The movie gives the impression that Gandhi returned to India as a stranger in his own land, yet, Attenborough elects not to confuse his audience by documenting Gandhi's evolution. He shows us Gandhi the Great, but never Gandhi the Man...
Richard Attenborough's film focuses on the powerful convictions of the lawyer who led the nonviolent revolt against the British in the years following Wordl War 1. The biopic is a sweeping account of the life and times of Mohandas K. Gandhi, the saintly, pacifist father of modern India.
The film opens at the funeral of Gandhi, followed by his life in chronological backflashes, focusing on the passive resistance that became the trademark of his struggle for independence from Britain.
The three-plus-hour epic is indeed faithful to the historical records of Gandhi's achievements and his revolutionary adherence to nonviolence as a powerful political weapon. At the same time, Attenborough almost avoids the heart of the man, choosing to beatify Gandhi instead. In this movie, Gandhi is the Mahatma--the "Great Soul"--but never Gandhi the Man.
At the center of the film is Ben Kingsley's riveting performance as Gandi. Kingsley is an Anglo-Indian, born Krishna Banji in 1944 in England. The film took him to India for the first time, yet he ensured that he gave his performance an extra dimension by immersing himself in Gandhi's way of life, like sitting cross-legged on a mat, following his diet and practising yoga.
The flick was created before the era of computer-generated images, yet the film's brilliantly directed and photographed, movingly told, and convincingly performed by an exceptional cast.

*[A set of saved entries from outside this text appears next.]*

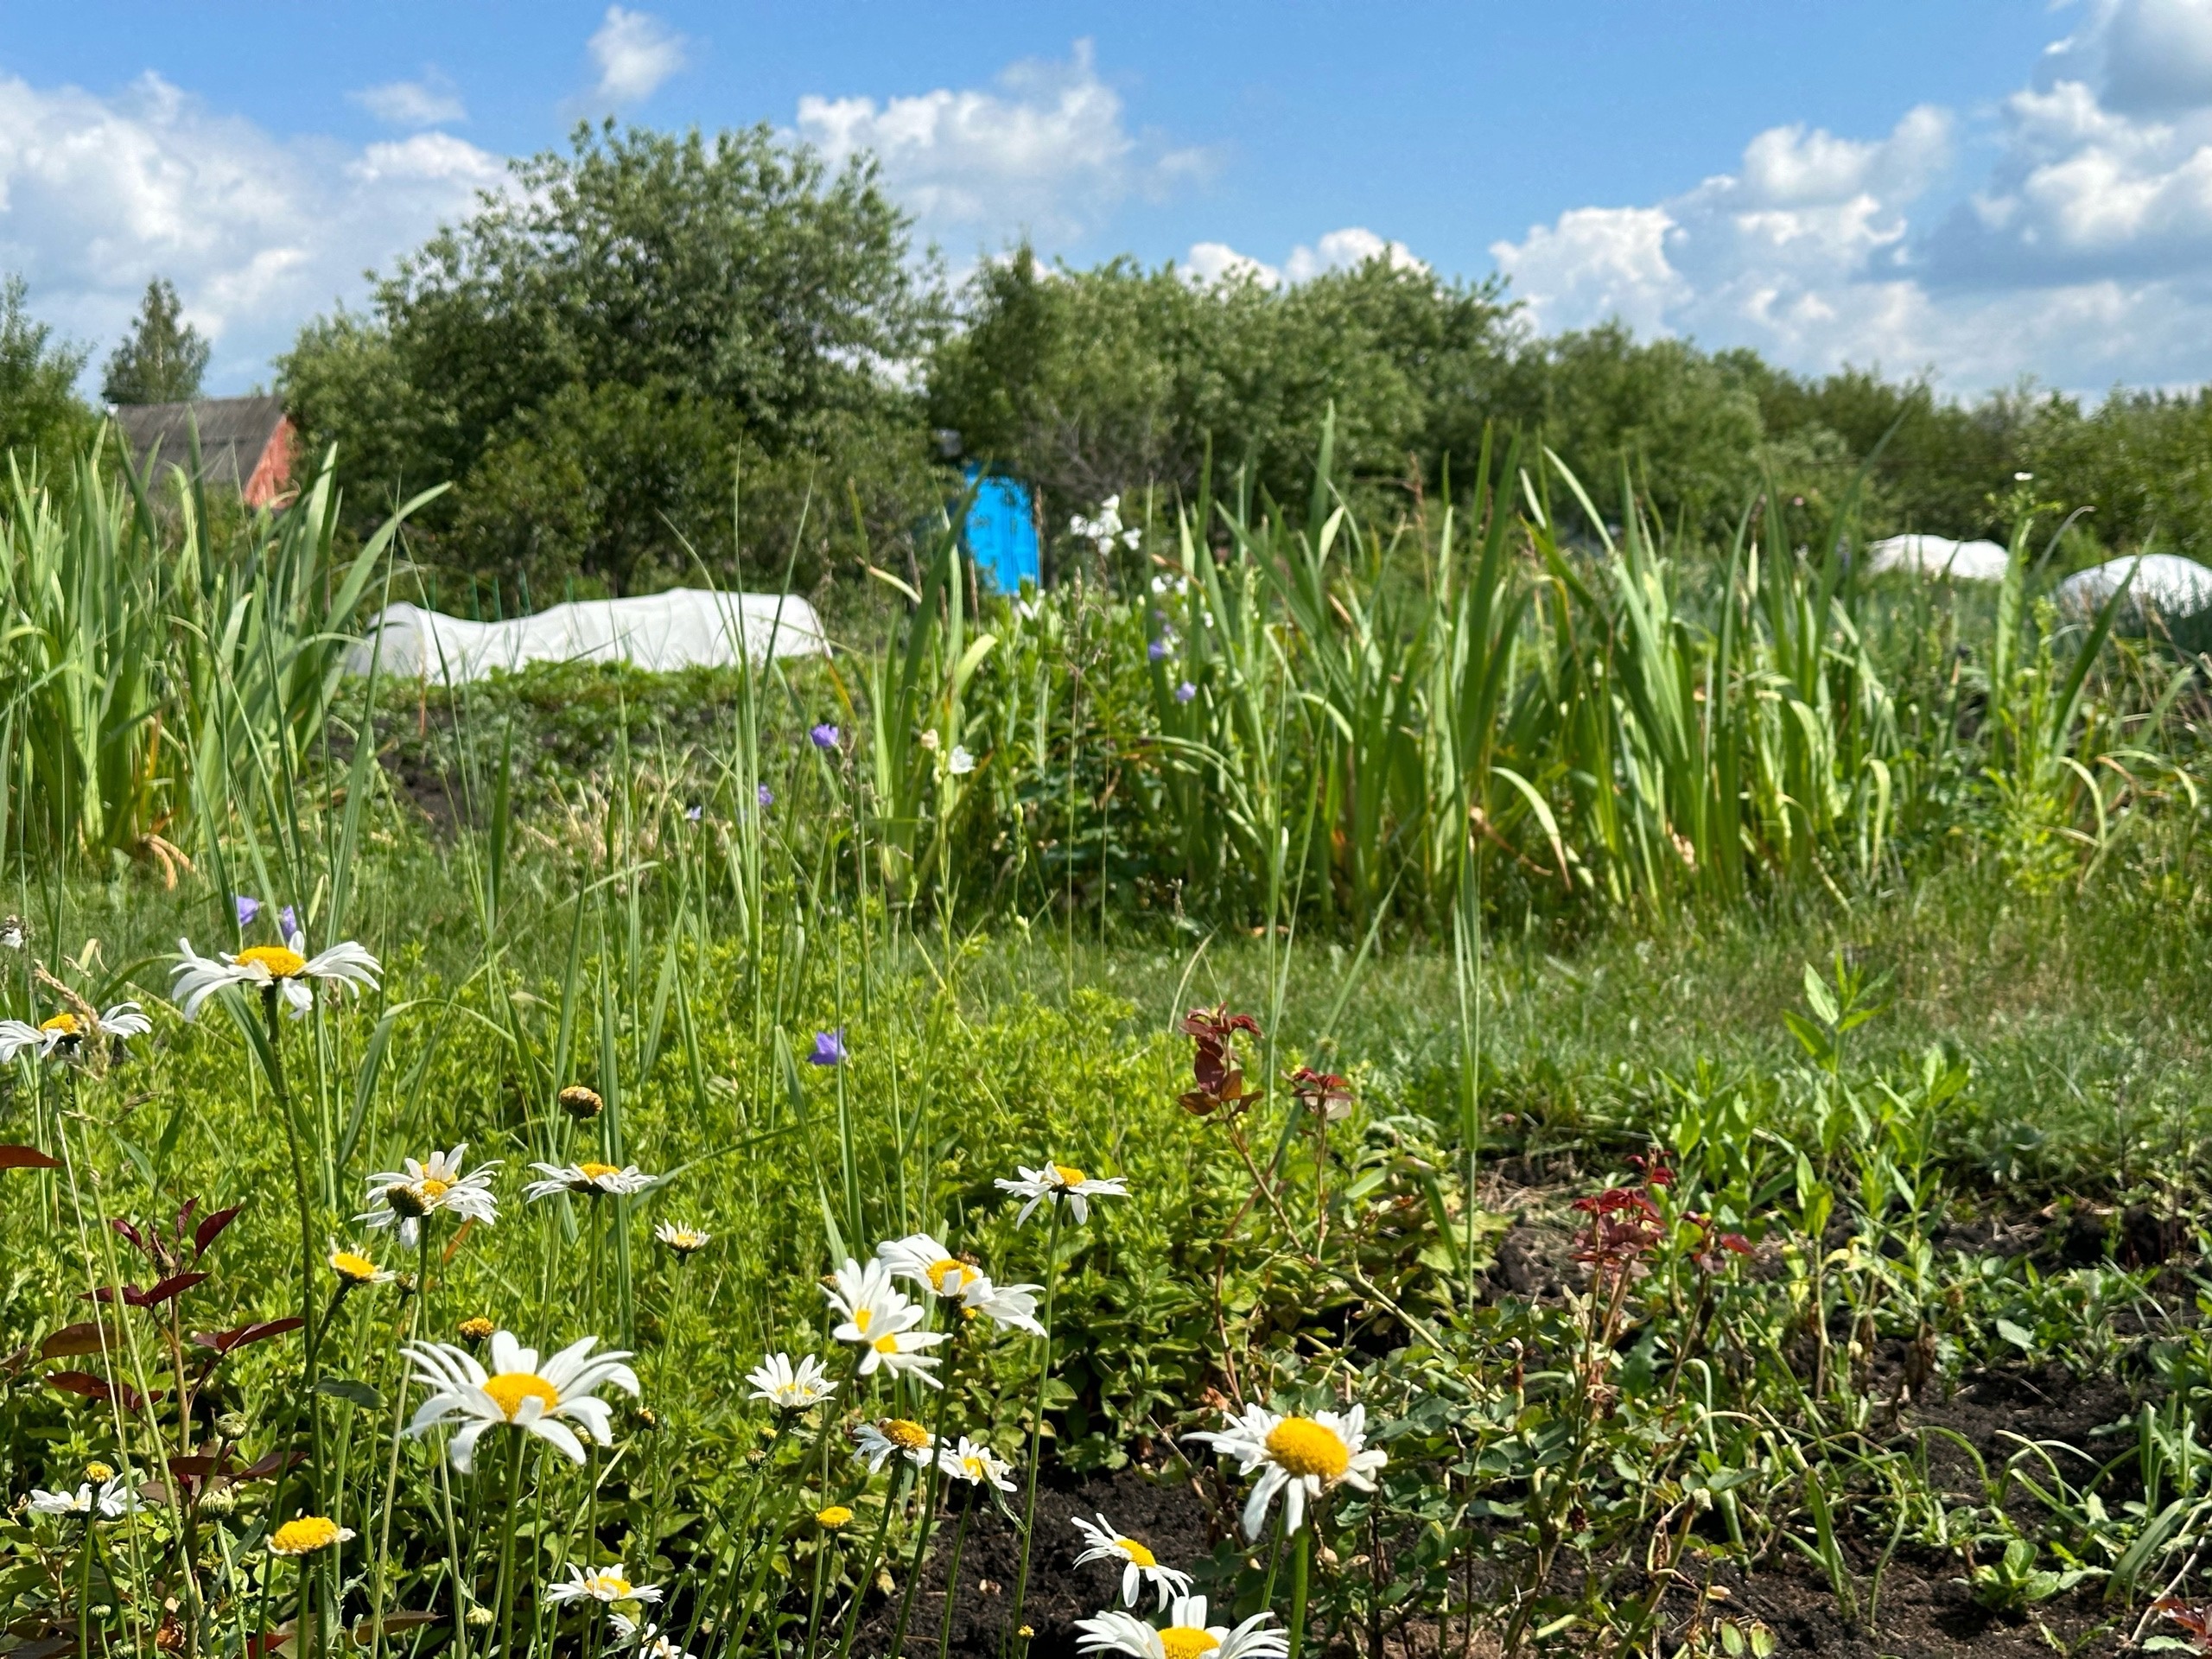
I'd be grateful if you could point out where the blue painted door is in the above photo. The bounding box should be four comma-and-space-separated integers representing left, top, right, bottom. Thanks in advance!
963, 467, 1040, 593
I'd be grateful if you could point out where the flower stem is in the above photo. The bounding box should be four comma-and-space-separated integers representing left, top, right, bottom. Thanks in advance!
1286, 1522, 1312, 1659
491, 1437, 526, 1659
1003, 1199, 1063, 1655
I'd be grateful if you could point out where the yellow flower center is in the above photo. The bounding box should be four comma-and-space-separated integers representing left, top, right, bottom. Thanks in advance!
1266, 1416, 1351, 1481
851, 1306, 874, 1333
579, 1161, 620, 1181
1118, 1537, 1157, 1567
872, 1334, 902, 1354
582, 1571, 632, 1599
1052, 1163, 1086, 1186
84, 1462, 113, 1483
270, 1516, 345, 1555
457, 1318, 495, 1342
331, 1251, 380, 1283
39, 1013, 79, 1035
1160, 1628, 1220, 1659
927, 1258, 977, 1293
482, 1372, 561, 1421
235, 945, 307, 979
961, 1456, 989, 1479
817, 1505, 853, 1529
880, 1418, 929, 1450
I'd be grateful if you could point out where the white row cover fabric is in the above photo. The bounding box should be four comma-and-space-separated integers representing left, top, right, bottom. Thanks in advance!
2056, 553, 2212, 618
1863, 535, 2012, 581
343, 590, 829, 683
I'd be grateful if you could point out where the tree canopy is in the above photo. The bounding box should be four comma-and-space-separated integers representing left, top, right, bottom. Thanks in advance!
102, 278, 210, 406
282, 121, 940, 597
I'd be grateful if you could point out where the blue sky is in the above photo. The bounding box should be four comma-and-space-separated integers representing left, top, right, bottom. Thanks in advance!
2, 2, 2207, 396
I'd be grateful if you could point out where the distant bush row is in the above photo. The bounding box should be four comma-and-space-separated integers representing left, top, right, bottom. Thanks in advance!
7, 122, 2211, 606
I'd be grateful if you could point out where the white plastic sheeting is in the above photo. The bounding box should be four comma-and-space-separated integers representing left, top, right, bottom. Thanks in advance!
1863, 535, 2012, 581
342, 590, 829, 683
2056, 554, 2212, 618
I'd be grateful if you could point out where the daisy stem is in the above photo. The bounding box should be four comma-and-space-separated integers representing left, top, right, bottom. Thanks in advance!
833, 1464, 910, 1659
490, 1437, 526, 1659
1003, 1200, 1063, 1656
76, 1516, 91, 1659
887, 1340, 961, 1659
1285, 1522, 1312, 1659
368, 1236, 429, 1659
801, 1530, 831, 1659
933, 1498, 972, 1659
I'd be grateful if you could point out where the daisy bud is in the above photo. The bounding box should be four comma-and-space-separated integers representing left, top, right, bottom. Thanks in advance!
557, 1085, 604, 1121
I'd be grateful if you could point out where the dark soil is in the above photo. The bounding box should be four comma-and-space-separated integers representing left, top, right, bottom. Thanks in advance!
850, 1462, 1219, 1659
834, 1350, 2157, 1659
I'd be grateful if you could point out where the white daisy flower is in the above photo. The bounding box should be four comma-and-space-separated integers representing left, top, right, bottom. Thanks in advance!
610, 1614, 695, 1659
0, 1003, 154, 1064
877, 1233, 982, 1299
1073, 1514, 1193, 1609
938, 1435, 1015, 1491
995, 1161, 1128, 1226
746, 1352, 837, 1410
29, 1474, 137, 1519
822, 1256, 947, 1379
853, 1416, 936, 1472
545, 1561, 662, 1605
268, 1516, 355, 1556
524, 1160, 657, 1201
171, 930, 380, 1020
1186, 1402, 1387, 1540
1077, 1596, 1287, 1659
402, 1329, 639, 1473
359, 1145, 500, 1249
960, 1276, 1046, 1336
858, 1320, 946, 1383
329, 1249, 395, 1287
654, 1221, 711, 1255
947, 745, 976, 775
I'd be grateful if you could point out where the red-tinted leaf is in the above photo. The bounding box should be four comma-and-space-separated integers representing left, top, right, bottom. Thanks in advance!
245, 1630, 296, 1659
44, 1370, 148, 1413
192, 1317, 303, 1356
191, 1204, 243, 1260
109, 1217, 150, 1260
39, 1321, 117, 1361
83, 1285, 139, 1305
0, 1144, 60, 1171
238, 1448, 307, 1480
137, 1271, 208, 1307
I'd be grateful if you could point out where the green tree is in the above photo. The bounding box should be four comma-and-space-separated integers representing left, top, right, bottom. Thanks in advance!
101, 277, 210, 406
282, 120, 941, 592
0, 276, 92, 464
926, 247, 1517, 537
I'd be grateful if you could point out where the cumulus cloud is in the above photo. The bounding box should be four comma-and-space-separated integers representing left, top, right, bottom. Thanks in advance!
349, 73, 466, 129
586, 7, 685, 108
1183, 226, 1424, 289
1491, 1, 2212, 391
0, 71, 505, 391
796, 40, 1209, 245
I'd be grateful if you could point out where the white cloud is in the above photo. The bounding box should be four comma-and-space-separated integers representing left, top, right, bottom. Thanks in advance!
796, 41, 1209, 245
349, 73, 466, 129
1185, 240, 1279, 286
1183, 226, 1423, 289
0, 71, 505, 391
586, 7, 685, 108
1489, 3, 2212, 393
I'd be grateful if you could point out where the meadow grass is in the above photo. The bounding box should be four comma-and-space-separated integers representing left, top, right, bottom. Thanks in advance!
0, 432, 2208, 1657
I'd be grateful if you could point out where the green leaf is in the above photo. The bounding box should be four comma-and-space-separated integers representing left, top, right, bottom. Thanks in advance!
1995, 1319, 2037, 1352
315, 1376, 385, 1411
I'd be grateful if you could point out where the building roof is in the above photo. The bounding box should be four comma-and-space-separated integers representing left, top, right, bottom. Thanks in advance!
111, 395, 290, 494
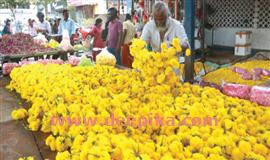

Shot mostly on location in India, it features thousand of real extras with lavish details. With Gandi, Attenborough proved that epics on the scale of Ben Hur were still possible in the eighties, and that historical epics would always have a place in cinema.
In the film, however, Gandhi's assassination seems to come out of the blue--we're not told that there was a bombing attempt on his life just a few weeks earlier.
Reading between the lines, it's apparent that Gandi's religious openness wasn't anything that most Hindus or Muslims were interested in sharing. Not even his devotion to the cause of India's "untouchables."
Gandhi became a hero to the people of India not because of his elevated spirituality or his enlightened pacifism. They loved him because he took no notice from the British by defying their Anglo-Saxons' rules, and the Indian population bought into his nonviolence program because it worked!
The sad reality is that on the same day that Britain granted India independence, the country was split in two. Jinnah's dream of a Muslim state, Pakistan, was fulfilled.
Attenborough, who'd struggled to make this biopic film for 20 years, sought to resurrect the man for a modern generation. The resulting film won nine Oscars, including Bes Picture, Best Director and Best Actor.